The prosecutor asked defendant during cross-examination whether
he had contact with Jake before his 2010 arrest. The question
followed a series of questions about whether defendant ever talked
to his brother Thieu and his wife Daisy about what happened in 1991.
Defendant replied that he might have had contact with Jake before
his arrest. Defendant testified that Jake visited him in jail in 2010
when the prosecutor asked when defendant last spoke with Jake.
Defendant could not remember what he and Jake talked about during
the jailhouse visit. The prosecutor then asked whether there was any
reason defendant did not want to talk openly with Jake about the case.

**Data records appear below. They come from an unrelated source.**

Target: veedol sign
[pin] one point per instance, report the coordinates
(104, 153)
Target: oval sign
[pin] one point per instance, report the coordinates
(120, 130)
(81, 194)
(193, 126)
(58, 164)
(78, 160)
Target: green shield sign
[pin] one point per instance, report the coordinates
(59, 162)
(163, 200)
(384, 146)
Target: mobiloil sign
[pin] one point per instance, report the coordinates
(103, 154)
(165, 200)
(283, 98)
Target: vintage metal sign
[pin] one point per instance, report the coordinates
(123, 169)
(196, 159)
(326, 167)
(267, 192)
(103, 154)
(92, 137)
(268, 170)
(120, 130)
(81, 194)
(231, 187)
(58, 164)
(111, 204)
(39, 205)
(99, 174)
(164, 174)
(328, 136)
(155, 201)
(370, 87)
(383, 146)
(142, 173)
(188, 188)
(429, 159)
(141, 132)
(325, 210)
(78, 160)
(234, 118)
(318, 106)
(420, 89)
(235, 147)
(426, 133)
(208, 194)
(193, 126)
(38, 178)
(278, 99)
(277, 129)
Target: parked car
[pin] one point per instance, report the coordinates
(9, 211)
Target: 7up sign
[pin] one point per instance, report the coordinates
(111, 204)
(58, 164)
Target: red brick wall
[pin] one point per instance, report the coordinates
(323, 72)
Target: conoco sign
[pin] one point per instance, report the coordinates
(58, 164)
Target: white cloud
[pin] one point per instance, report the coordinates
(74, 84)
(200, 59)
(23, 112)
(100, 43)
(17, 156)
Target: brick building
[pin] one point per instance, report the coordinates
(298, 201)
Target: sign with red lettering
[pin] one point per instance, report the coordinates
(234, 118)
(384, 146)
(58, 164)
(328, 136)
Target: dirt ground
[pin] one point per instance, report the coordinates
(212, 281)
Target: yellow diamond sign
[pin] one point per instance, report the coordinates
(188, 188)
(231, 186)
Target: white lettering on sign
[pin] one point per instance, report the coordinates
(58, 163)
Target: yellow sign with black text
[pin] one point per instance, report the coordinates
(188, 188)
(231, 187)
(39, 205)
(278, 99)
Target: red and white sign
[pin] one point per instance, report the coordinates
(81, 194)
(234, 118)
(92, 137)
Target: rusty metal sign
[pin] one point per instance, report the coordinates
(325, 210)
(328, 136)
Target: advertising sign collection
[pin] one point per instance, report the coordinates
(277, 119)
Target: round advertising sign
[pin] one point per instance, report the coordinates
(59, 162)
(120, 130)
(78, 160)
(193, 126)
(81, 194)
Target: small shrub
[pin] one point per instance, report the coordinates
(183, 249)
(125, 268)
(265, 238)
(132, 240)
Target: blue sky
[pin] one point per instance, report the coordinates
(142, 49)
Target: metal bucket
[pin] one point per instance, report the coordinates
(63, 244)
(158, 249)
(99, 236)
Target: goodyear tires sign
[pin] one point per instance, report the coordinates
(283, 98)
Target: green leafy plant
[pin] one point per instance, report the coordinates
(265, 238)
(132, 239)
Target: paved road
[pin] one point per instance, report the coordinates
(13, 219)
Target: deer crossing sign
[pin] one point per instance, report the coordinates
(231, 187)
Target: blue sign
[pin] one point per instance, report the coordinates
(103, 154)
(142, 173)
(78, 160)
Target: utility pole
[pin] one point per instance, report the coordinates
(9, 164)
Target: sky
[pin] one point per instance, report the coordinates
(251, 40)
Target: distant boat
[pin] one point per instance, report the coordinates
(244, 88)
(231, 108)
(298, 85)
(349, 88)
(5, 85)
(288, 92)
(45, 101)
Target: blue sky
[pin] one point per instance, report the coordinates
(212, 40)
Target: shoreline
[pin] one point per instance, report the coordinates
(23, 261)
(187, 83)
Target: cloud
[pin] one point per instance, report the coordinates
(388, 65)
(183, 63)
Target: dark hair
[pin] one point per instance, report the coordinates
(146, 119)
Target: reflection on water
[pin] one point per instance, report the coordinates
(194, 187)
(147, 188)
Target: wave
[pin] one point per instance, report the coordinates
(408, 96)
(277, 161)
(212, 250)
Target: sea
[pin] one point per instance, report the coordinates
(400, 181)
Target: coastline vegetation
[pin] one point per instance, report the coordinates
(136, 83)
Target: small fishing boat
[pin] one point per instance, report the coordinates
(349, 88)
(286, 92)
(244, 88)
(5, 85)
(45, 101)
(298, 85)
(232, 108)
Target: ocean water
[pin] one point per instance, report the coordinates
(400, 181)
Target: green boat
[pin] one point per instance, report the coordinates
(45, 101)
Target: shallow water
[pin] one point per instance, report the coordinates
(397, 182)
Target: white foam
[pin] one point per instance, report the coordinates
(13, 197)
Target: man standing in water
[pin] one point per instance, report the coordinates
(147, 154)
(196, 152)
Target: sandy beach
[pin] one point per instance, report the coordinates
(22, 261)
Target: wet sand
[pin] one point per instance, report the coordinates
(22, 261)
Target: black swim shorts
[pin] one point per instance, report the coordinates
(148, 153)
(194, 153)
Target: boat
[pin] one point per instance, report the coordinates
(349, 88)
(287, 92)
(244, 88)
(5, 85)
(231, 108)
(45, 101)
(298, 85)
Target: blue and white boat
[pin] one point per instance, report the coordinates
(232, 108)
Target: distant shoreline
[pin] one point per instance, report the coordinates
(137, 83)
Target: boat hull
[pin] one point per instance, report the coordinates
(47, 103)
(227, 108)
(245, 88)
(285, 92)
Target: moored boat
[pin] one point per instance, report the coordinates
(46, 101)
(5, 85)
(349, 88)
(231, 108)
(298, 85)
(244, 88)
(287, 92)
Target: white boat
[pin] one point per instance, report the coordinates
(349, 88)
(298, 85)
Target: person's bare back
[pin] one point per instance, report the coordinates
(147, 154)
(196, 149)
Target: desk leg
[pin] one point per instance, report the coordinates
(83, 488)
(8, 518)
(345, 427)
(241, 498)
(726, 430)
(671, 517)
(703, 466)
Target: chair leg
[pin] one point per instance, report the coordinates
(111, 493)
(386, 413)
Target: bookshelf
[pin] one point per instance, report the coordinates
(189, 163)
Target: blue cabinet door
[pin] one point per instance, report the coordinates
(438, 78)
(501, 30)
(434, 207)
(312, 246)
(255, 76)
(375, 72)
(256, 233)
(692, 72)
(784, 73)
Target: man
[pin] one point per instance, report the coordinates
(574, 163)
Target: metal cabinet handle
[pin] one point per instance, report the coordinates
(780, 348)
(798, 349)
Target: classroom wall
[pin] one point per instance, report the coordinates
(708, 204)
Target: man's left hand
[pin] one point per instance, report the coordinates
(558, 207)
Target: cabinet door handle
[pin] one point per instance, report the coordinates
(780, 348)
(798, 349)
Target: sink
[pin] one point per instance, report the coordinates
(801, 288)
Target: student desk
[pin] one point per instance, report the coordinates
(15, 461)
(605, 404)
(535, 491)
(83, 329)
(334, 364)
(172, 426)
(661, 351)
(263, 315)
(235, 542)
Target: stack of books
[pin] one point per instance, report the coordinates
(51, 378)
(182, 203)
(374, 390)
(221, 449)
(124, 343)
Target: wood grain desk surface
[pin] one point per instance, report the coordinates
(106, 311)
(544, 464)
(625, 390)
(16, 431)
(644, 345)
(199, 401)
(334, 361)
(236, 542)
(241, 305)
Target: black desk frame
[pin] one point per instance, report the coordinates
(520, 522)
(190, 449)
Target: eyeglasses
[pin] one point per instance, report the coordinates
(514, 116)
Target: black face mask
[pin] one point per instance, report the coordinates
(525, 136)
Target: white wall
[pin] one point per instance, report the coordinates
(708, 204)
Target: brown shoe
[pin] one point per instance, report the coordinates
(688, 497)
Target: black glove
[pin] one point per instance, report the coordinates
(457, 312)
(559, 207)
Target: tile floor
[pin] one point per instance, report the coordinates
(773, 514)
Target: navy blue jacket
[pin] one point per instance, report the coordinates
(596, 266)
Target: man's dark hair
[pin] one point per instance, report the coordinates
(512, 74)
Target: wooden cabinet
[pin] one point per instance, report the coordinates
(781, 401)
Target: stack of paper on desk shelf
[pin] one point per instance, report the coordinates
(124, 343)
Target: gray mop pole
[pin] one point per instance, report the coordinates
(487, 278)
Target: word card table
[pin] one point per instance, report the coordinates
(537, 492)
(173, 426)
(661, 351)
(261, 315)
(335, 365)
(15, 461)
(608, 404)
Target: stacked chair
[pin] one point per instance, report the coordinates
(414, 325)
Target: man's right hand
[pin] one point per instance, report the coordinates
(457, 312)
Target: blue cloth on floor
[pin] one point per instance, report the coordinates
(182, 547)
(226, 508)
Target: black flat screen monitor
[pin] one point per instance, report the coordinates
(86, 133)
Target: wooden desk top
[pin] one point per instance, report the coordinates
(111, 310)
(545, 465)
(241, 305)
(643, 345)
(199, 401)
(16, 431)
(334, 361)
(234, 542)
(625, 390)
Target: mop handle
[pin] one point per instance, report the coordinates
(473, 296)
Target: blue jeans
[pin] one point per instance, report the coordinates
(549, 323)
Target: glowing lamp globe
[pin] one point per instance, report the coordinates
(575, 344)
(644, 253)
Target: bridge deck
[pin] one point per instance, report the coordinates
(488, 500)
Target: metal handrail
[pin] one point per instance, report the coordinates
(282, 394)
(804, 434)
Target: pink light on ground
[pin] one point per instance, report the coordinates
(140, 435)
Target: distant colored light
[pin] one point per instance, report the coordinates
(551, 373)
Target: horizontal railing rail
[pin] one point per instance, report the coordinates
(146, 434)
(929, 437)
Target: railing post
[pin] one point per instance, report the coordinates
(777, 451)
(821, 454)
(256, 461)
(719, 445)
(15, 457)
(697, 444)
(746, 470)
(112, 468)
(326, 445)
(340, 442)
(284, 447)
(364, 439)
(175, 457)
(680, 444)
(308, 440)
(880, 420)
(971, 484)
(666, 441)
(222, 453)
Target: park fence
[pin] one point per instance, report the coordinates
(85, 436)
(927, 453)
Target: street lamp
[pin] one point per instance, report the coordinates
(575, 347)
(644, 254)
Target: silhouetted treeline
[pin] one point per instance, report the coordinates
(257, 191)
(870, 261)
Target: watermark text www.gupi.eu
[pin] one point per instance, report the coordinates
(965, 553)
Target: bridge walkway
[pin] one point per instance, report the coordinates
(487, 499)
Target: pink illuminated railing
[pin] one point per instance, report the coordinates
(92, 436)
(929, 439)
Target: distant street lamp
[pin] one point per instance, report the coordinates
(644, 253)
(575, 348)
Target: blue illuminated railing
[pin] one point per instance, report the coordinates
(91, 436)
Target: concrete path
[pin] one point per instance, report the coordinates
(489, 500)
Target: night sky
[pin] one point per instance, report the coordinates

Defendant answered that he knew he could not discuss his case
because everything was being recorded. The prosecutor followed up,
“Why do you care if you discuss the case if the phone call is
recorded? Why does it matter?” Defense counsel objected to the
questions and asked to approach the bench. An unreported
conference between counsel and the trial judge followed. The
prosecutor then continued asking questions about the jailhouse visit.
The prosecutor asked why defendant was reluctant to talk openly
with Jake about what happened in 1991. Defendant responded that
he knew he was not supposed to say anything over the phone.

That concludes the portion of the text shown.